Jake Leuck

60s Sunset

This project and its associated midterm started as a midterm with the intentions of transforming a single frame of an image. In my free time, I chose to make it work in motion.

Firstly, I took my one frame of paint and first improved on it for every area I could, in which I greatly improved upon my ability to discern patterns of objects and how their light level differentiates between depth, verticality, and otherwise. This was primarily to eliminate wires, but with that I needed to eliminate the connected poles, as well as a large cell tower in the original plate's treeline. I then tracked every piece of it into the scene. Separating trackers by depth and relative motion, I made 18 distinctions of different pieces of rotopaint that I would separate and track using primarily 2 point trackers.

To set the scene more of a fall setting, I used a combination of hueshifts, huecorrections, color grades/corrections, and the HSV tool. This brought the vegetation more towards yellow, but in order to achieve a subtle variety in the colors of the trees, I handpainted specific areas of the background treeline that I then used to power a slightly different grade. The furthest mountain and trees required an additional separation and grade.

Using a grass and dirt texture, I layered them accordingly and used distortion and erosion to reveal the dirt at the edges, as well as layering atop a baseball field's dirt texture, and drawing rotoshapes of paths eroded by car wheels to reveal the dirt below, which was piped back in and offset to create a subtle graded shadow.

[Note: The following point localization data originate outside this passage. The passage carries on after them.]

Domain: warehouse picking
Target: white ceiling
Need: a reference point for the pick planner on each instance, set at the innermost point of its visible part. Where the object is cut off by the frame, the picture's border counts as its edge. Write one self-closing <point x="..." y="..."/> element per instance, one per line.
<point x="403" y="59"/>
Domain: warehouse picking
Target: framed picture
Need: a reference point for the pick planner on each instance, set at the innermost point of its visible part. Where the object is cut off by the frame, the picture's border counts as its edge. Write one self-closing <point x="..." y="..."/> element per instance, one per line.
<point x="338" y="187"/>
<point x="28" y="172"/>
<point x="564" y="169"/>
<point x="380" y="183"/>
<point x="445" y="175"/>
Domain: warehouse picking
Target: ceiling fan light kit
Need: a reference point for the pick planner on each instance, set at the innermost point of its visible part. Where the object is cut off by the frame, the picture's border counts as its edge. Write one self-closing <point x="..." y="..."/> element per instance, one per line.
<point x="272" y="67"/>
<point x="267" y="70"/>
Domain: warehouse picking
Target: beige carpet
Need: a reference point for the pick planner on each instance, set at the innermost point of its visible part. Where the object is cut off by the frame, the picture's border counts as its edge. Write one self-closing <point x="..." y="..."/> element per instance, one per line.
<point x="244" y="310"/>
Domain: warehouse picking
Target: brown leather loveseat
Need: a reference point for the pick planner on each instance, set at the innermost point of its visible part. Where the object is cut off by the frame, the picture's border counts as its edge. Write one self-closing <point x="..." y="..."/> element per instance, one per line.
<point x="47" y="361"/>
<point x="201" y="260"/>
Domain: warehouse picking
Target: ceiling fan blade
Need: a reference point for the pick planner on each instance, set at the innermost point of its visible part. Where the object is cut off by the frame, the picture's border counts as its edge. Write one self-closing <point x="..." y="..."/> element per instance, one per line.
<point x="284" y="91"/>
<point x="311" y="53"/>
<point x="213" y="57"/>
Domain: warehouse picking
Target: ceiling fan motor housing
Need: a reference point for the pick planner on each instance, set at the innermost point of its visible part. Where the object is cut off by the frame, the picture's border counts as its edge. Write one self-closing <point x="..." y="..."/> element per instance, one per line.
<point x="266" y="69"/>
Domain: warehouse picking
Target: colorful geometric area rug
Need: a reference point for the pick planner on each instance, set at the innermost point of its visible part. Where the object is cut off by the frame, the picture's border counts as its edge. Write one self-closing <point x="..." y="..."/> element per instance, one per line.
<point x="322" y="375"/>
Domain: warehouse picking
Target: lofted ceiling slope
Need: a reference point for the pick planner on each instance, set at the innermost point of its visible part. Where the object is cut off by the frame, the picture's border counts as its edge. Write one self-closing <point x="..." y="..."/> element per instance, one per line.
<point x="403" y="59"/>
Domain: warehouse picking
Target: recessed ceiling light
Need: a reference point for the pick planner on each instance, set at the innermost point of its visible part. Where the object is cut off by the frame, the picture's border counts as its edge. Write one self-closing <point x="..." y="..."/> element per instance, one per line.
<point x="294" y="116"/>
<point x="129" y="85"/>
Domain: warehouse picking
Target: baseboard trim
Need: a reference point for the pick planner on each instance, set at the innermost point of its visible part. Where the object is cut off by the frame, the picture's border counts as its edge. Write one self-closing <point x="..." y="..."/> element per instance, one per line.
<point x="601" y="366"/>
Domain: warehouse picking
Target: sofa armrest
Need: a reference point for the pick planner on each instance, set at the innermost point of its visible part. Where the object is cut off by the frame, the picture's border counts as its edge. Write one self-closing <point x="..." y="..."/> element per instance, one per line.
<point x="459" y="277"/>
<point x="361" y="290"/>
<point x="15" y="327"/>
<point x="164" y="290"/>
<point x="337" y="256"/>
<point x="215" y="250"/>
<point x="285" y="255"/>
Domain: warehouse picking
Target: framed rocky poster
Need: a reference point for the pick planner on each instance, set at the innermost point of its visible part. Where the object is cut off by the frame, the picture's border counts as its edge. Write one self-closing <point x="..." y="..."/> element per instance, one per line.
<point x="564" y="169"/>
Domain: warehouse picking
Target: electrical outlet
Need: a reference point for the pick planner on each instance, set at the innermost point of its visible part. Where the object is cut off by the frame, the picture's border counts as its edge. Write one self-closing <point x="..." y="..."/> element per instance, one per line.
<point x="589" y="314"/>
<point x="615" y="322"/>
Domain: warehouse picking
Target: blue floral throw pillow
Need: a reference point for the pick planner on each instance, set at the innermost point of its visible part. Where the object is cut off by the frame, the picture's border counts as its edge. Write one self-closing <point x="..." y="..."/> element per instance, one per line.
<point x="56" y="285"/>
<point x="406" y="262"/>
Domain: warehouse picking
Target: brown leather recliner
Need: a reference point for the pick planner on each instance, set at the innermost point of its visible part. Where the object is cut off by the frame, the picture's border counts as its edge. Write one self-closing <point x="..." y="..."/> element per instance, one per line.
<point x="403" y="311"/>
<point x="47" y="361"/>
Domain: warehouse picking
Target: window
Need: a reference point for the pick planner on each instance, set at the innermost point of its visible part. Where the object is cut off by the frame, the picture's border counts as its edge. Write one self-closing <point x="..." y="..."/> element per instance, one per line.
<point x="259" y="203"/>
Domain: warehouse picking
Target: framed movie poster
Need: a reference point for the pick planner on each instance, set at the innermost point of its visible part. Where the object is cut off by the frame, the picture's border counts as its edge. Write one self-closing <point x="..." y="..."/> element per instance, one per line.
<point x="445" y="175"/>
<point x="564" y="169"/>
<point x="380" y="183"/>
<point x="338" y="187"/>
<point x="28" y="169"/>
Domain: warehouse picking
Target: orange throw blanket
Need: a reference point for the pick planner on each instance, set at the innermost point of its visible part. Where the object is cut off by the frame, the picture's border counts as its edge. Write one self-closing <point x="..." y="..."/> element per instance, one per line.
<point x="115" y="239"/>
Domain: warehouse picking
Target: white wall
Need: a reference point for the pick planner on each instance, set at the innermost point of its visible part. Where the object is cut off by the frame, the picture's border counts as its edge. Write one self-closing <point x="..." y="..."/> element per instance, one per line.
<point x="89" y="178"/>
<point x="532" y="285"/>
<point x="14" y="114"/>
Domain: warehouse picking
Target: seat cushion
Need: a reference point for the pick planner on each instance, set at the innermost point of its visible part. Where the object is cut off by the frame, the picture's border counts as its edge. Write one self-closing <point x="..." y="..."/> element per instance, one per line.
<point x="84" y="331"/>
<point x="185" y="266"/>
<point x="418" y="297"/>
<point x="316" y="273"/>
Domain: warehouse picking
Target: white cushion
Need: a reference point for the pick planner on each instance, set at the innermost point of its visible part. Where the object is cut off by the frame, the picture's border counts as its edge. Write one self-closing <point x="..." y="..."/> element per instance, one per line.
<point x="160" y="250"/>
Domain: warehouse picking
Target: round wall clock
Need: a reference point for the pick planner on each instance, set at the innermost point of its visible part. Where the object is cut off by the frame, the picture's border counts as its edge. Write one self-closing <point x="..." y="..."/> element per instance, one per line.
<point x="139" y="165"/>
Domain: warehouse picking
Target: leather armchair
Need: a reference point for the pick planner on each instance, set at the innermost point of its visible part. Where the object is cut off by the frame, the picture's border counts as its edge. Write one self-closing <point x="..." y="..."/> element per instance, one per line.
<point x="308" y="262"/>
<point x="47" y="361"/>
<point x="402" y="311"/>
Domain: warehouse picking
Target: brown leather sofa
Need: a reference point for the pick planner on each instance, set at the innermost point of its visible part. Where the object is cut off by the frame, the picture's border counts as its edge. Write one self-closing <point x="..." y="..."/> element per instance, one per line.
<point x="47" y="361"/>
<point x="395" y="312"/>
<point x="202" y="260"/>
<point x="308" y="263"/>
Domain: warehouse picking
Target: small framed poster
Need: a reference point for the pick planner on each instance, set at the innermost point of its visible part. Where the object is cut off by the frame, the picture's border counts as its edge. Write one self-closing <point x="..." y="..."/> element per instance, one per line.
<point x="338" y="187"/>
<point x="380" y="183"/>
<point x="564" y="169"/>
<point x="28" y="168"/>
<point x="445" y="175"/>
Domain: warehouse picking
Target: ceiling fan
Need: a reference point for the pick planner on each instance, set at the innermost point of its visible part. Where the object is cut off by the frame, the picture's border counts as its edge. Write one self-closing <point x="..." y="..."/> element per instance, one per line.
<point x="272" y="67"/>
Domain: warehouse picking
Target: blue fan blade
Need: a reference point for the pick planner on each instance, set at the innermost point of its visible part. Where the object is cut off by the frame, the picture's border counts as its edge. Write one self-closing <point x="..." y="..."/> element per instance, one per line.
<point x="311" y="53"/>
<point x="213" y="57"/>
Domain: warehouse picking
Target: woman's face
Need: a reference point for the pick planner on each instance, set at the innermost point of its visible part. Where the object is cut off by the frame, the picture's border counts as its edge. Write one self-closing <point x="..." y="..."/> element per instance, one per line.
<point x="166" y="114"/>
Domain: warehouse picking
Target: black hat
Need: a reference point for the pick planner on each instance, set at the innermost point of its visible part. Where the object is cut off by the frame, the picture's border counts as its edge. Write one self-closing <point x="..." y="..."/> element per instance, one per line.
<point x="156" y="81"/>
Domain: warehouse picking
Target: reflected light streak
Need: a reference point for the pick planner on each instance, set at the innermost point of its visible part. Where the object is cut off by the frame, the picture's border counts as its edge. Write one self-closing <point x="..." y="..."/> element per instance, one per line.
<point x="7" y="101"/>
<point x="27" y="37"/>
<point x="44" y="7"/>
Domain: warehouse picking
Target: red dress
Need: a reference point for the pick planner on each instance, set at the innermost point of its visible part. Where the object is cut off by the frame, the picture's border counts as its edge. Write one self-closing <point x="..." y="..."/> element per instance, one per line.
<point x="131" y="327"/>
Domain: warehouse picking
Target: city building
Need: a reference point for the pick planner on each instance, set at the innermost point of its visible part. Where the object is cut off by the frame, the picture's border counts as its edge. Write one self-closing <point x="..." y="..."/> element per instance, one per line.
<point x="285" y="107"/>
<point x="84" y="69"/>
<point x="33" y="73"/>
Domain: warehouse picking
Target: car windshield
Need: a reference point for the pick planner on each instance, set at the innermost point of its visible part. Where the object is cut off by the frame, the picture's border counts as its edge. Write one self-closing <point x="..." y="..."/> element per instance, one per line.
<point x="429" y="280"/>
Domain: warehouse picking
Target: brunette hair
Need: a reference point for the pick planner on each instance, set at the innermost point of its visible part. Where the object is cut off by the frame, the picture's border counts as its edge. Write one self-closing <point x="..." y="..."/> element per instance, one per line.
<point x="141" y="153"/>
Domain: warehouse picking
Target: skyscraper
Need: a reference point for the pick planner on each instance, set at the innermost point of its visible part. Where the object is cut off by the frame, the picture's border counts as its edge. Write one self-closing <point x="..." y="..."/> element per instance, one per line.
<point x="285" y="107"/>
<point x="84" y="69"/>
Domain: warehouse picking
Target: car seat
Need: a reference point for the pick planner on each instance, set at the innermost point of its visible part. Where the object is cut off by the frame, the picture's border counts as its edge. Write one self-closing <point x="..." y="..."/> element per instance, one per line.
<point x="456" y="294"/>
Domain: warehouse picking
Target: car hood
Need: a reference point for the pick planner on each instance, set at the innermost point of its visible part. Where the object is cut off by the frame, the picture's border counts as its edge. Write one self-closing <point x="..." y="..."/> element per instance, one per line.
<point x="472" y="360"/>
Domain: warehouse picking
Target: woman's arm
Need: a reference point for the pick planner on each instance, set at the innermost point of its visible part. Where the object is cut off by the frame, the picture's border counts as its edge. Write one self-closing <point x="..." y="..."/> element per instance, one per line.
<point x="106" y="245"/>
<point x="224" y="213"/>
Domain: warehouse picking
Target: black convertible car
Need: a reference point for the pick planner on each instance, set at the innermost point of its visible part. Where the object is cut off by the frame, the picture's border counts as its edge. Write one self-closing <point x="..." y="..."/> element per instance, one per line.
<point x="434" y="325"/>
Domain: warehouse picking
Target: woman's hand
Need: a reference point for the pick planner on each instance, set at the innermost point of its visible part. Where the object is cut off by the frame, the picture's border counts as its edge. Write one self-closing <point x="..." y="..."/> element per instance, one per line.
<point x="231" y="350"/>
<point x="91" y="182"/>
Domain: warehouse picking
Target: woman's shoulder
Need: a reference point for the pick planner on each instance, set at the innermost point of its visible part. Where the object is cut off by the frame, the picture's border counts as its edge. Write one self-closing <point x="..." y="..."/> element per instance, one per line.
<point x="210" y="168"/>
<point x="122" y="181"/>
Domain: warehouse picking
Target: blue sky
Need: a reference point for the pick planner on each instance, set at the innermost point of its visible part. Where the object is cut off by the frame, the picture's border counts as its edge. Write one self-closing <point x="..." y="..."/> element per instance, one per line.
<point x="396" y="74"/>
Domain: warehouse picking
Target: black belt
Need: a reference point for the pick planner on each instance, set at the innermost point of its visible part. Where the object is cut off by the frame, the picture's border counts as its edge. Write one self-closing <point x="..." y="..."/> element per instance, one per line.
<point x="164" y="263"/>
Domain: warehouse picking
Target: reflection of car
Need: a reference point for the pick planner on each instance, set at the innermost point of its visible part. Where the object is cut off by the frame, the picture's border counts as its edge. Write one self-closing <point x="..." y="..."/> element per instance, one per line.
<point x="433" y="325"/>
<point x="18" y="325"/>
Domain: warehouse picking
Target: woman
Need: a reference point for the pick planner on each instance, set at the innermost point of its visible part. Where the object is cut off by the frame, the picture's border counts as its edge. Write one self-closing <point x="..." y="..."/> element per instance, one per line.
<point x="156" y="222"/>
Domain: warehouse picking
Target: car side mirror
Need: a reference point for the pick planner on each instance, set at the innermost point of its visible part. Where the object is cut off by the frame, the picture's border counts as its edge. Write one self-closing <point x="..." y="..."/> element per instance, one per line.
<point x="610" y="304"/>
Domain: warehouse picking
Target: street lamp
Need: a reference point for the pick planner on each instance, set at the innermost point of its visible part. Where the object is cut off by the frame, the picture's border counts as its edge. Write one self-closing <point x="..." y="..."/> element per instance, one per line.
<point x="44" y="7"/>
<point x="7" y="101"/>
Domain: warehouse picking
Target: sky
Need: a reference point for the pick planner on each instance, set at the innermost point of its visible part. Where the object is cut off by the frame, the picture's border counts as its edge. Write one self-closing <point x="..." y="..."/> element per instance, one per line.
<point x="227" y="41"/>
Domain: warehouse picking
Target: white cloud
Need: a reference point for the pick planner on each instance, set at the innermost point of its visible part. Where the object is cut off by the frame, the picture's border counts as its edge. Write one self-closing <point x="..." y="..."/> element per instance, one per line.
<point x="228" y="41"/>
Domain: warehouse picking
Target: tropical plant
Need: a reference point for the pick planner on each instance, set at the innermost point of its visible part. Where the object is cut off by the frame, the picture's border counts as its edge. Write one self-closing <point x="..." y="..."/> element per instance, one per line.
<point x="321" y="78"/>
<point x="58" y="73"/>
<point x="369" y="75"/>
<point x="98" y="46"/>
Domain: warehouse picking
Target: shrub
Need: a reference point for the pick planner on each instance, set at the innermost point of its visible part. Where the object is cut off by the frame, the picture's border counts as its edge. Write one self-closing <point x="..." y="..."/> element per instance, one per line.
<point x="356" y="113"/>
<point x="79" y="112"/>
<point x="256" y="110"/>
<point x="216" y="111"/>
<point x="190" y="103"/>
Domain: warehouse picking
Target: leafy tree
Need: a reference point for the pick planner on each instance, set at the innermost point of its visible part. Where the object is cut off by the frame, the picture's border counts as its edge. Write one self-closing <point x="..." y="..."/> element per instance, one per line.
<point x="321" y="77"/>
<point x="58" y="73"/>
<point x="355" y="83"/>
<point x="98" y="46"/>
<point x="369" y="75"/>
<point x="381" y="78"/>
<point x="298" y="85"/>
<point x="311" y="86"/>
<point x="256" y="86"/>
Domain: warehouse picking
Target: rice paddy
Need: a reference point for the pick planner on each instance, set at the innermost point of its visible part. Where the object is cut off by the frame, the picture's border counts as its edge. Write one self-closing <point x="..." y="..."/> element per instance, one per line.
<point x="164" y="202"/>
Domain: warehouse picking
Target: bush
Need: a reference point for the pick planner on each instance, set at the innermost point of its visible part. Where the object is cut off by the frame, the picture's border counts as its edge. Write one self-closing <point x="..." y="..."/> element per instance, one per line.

I performed a sky replacement using a very drastic image, and to allow this to blend in better I did the necessary color corrections, as well as utilizing Foundry's available machine learning tools. I generated a depth map of the entire scene using MiDaS from the open source library Cattery, and used that to power a depth-appropriate level of haze throughout the scene. To allow my character to enter over the replaced sky, I trained a local model on 10 examples of individual roto shapes I created of the man using CopyCat. Finally, I experimented with volume rays to add an additional sense of drama to the scene.